Mezes
Mezes is named for the bounty of appetizers made from scratch here, including dips and fresh pita bread.
One of Toronto’s favourite Greek restaurants, they serve theatrical classics like saganaki set aflame tableside, and sizzling platters.
Inside, the ceiling of the restaurant is painted a sky blue, lots of wrought iron, tile and stonework evoking a typical old school Mediterranean restaurant vibe.
Scratch garlic pita ($2) is light and thin but soft and stretchy, served warm, quartered with some oil and seasoning on top. If you must you can substitute cucumber for pita with any dish for a gluten-free option.
A Large Kria Poikilia platter ($21) comes with house taramosalata, tzatziki, homous, melitzanosalata and your side dish, setting it apart from the smaller platter. Melitzanosalata is a gluten-free baked eggplant dip, a nice rustic texture to this and the homous.
Tzatziki is textbook, creamy and refreshing.
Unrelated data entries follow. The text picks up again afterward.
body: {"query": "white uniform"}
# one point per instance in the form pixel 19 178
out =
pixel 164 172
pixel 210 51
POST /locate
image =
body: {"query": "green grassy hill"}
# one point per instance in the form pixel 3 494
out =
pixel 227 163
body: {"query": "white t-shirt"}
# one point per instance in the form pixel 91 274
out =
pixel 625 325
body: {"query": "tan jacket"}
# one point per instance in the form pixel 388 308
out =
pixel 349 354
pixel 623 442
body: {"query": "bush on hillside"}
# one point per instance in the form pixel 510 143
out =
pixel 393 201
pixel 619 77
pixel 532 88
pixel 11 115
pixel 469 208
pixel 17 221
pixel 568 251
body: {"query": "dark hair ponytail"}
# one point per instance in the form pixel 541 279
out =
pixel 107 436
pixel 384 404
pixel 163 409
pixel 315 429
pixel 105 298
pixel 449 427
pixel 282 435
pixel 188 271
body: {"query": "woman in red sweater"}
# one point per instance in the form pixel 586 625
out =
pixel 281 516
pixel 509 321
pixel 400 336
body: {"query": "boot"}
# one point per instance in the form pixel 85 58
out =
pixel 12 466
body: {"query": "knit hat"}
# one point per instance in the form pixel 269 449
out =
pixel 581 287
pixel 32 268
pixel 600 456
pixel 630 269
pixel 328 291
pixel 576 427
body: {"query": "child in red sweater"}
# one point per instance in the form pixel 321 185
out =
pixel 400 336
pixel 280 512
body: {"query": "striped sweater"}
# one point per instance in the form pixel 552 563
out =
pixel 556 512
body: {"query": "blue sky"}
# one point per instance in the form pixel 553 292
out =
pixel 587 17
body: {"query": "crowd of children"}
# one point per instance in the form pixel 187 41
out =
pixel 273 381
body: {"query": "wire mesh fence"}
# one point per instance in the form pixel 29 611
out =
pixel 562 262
Taramosalata is a traditional dip of potato, bread, onion, and red caviar, the bread and onion soaked in the caviar liquid, the mixture tinged pink, and distinctly briny in flavour.
For our side dish with the platter we have fasolakia lemonata, a surprisingly punchy green bean salad seasoned with oregano, dill, lemon, garlic, olive oil and salt.
Saganaki ($15) sees a thick triangle of kefalograviera cheese flambeed tableside with brandy, finished off with a squirt of lemon.
The result is a melty, squeaky cheese meze with a crispy exterior, oily and salty.
The Zinnis Rice Special ($22) is kind of like a Greek paella, a sizzling rice skillet topped with calamari, pork and chicken slow cooked with tomato, green pepper, onion and herbs.
Meat and seafood don’t go together traditionally in this cuisine, so this is a bit of a twist on the traditional, but the deepened tomato flavour brings out the juiciness of the proteins.
Bifteki Olympou ($21) wraps lean ground beef around a filling of the same kefalograviera cheese for the saganaki and veggies, topped with tomato slices and baked. A dollop of cooling tzatziki balances out the earthy meat. Served with fries and a typical Greek-style elliniki salad.
Don’t mistakenly stop at Megas further west along the Greektown strip, closer to Broadview station where Mezes actually used to be originally located. They’re not affiliated, and only opened up a similar business in the same spot in the hopes of capitalizing on the undiscerning. Make no mistake, there’s only one Mezes.